В ушах до сих пор стоял неизвестно откуда прорезавшийся у нее, такой зажатой пацанки, почти что бабий возглас:
– Дима! Ты не думай, я с тобой. Они не могут нам помешать. Ты понимаешь?! Он уже стучится...
Дима не совсем ее понял и попытался переспросить. Но вопрос так и остался без ответа. Его уже совсем недружелюбно волокли к внутренней двери.
Гады – они и есть гады...
Юноша невольно протянул Насте руку, будто перед ним была не грязно-зеленая стена одиночной камеры, а все та же наскоро сваренная решетка, за пределами которой только она. Дальше зал со старыми сломанными деревянными стульями. А за залом этот ненавистный ему город с заболоченным холодным озером.
Он снова вспомнил этих мерзких присяжных, которые во все глаза пялились на него с нездоровым местечковым интересом. Он ненавидел их всех сразу. Стоит завидеть его, истерзанного, загнанного в угол, они торжествуют, пытаясь прикрыть собственную порочность, а заодно утолить скуку, царящую в этой провинциальной глуши. Он ненавидел и судью с прокурором, и адвокатшу, которые, сознавая свое всесилие, весь день корчили из себя служителей закона. А на деле все готовы были любого втоптать в грязь, предварительно вывернув наизнанку всю его жизнь и судьбу. Адвокатшу он ненавидел даже больше других. Кто разрешил ей без спроса упрямо лезть к нему в душу, пытаясь отыскать в ней именно те струны, на которых затем сыграть понятную всем мелодию о снисхождении?
Клетка...
Сначала ему казалось, что именно она, как по живому, разорвала связь с миром, убедительно обозначив его жалкое место в нем. Как пробиться сквозь толстые прутья, как объяснить? Он никак не мог понять, почему его поместили в клетку. Он не собирается никуда бежать, набрасываться на людей, грызть им горло. Он хочет только, чтобы от него отстали. И конечно же выслушали. Ведь как только его наконец выслушают, все сразу всё поймут. Всё проще простого, это же совершенно очевидно. Разве преступно желание любить, дышать полной грудью, испытывать влечение и нежность? Разве это преступление – заботиться о близком человеке, оберегать его, хранить ему верность? Что он сделал не так?

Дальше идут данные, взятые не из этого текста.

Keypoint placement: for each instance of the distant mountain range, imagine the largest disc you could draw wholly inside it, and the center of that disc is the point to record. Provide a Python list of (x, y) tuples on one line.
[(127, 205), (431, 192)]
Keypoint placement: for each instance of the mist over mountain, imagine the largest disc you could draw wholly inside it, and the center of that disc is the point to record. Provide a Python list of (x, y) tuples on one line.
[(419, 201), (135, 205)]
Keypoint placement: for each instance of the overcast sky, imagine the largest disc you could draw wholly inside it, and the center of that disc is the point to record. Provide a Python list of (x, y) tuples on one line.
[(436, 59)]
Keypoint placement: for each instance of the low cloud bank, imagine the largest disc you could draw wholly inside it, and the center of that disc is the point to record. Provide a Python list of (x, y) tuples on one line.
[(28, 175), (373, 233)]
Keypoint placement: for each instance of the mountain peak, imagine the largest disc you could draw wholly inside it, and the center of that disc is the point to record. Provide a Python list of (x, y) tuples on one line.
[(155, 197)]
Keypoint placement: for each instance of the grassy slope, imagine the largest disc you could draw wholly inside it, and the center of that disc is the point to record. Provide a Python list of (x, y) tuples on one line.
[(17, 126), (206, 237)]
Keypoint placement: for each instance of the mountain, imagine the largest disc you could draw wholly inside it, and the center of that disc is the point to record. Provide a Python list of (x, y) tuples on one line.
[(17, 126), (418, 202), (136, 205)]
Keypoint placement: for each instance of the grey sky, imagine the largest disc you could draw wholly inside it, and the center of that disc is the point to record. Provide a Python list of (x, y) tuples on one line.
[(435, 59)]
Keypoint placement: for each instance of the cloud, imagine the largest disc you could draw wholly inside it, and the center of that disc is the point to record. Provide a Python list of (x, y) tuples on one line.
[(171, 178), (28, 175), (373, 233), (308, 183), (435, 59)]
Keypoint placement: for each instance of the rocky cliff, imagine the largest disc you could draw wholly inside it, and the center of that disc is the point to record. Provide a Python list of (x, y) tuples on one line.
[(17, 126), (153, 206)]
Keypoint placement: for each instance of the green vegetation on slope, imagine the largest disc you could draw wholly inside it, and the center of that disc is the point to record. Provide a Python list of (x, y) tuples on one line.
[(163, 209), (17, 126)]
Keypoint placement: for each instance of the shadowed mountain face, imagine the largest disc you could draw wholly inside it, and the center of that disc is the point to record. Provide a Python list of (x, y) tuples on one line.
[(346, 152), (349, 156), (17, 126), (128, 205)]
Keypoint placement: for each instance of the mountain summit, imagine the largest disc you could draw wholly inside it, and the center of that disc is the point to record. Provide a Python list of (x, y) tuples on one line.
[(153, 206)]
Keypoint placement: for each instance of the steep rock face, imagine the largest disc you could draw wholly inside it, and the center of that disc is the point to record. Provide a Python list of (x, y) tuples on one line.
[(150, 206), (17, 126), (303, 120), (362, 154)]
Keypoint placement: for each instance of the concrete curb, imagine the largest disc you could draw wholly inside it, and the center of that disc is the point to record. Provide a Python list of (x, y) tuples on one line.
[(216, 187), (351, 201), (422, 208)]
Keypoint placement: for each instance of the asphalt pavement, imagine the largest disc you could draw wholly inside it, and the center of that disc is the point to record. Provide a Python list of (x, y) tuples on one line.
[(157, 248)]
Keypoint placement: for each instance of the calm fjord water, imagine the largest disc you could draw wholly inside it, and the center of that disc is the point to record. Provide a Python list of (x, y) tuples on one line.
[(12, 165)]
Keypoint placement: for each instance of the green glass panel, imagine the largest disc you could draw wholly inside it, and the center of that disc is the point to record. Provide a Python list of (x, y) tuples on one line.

Дима был до глубины души потрясен, когда его наивные романтические надежды – ведь люди же вокруг, а не звери! – бесследно растворились в ледяном равнодушии суда. Никто даже не попытался его понять. Даже те, кто хорошо его знал. Ни Владимир Андреевич, ни его первый работодатель Корниенко, на кого он подсознательно рассчитывал, не рискнули мужественно встать на его защиту. Только Настя с ним. Но будь их воля, и ее бы засудили. Упаси бог! Какой из нее борец? Ее тут же смыло бы, унесло, завертело в мутном водовороте словесной трескотни...
В дверях камеры заскрипел засов, открылось небольшое окошко. В проеме мелькнуло равнодушное лицо сержанта. Димка иногда встречал его в городе с какой-то размалеванной девицей. Может, жена?
Сержант равнодушно взглянул на него и открыл дверь в камеру.
– Принимай пайку, пацан.
– Не хочется, – устало отозвался он с топчана.
– Как знаешь. Только когда захочешь жрать, твоя девчонка не поднесет. Да и у нас тут не ресторан. – Сержант уже было стал закрывать дверь, как, словно о чем-то вспомнив, вернулся назад. – У нас тут пацаны говорят, что твоя девчонка совсем не недотрога. Нашел себе подругу. Теперь еще и срок получишь.
Он хотел добавить еще что-то, наверняка такое же гадкое, но Димка мощным ударом сбоку подрубил сержанту колени. Его голова задергалась, как поплавок в проруби, а потом он, издав еле слышный звук, стал заваливаться на цементный пол к Димкиным ногам.
– Не сметь клеветать на Настю!
В этот же вечер, когда из отделения милиции «отлучился» даже дежурный, Димку крепко били сразу несколько человек. Сержант истово работал резиновой дубинкой, остальные трое били тем, что прихватили с собой.
Каждый из этой троицы надолго запомнил всю тяжесть могучих ударов этого не по годам крепкого мальчишки, которые обрушились на них позапрошлым летом. Когда он отдубасил их за попытку «поковыряться» у озера с девчонкой Настей. Теперь, в камере, под руководством сержанта они возвращали старый должок.